I have an equation $$ \int_{0}^{1}sin(x)dx $$ and I want to find the error estimation for Gaussian quadrature using the above equation. I saw this formula for finding the error of the gaussian quadrature $$ \frac{(b-a)^{2n+1}(n!)^{4}}{(2n+1)(2n!)^{2}}\frac{f^{2n}(x)}{(2n!)} $$ For $n=2$ and by change of interval, i get this $$ \frac{(1)^{5}(2!)^{4}}{(5)(4!)^{2}} $$ Now the part I never get, i read some books online and they say $$ \max_{-1\leq x\leq 1}\frac{|f^{2n}(x)|}{(2n)!} $$ whiles others say $$ \frac{\max_{a\leq x\leq b}|f^{2n}(x)|}{(2n)!} $$ Which should I use. Please I need some clarity here.
Now if I use both cases, I never get the book's error. the books with this example obtain an error of $6.4180e-003$. How do they get it. Please I need explanation. Thanks.
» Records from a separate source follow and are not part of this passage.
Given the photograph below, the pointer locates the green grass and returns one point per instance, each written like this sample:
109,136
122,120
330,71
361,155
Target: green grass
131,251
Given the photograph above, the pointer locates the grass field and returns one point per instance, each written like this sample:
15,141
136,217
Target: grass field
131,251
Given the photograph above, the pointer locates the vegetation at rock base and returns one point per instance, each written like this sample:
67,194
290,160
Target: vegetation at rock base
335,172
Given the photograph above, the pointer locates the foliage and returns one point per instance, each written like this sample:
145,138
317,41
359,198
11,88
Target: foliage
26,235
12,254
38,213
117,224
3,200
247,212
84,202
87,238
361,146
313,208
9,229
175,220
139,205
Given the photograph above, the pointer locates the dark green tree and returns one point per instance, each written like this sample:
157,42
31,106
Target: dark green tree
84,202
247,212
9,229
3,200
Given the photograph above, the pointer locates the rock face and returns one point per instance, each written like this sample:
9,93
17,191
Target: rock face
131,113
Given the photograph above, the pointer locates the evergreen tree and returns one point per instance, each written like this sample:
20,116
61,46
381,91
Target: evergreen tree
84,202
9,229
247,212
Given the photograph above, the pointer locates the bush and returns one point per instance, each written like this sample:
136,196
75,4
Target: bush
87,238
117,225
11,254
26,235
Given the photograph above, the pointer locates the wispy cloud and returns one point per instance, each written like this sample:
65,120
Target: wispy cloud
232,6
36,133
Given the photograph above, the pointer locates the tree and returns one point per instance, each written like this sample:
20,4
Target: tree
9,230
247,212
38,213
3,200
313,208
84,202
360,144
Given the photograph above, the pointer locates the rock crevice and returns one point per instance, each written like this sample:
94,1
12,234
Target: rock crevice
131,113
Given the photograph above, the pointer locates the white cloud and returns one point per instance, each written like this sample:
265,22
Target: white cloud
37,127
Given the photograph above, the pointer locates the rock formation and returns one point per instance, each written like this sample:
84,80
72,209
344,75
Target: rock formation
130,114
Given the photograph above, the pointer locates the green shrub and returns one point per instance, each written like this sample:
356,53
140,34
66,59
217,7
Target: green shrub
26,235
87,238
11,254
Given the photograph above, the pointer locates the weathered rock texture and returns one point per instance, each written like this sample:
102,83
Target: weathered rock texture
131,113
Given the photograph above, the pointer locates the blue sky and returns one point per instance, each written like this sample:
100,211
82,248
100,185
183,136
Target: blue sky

Can you provide one of the references for those books? Using the error formula you mention, the error can be bounded by
$$ \frac{(1-0)^{2\cdot 2+1}(2!)^4}{(2\cdot 2+1)(2\cdot 2)!^3 } |\sin 1| \approx1.94785\times 10^{-4}.$$
In this case, since you can compute the exact value of the integral, you can also compute the actual error, $1.09882\times 10^{-4}$, which is consistent with the error bound.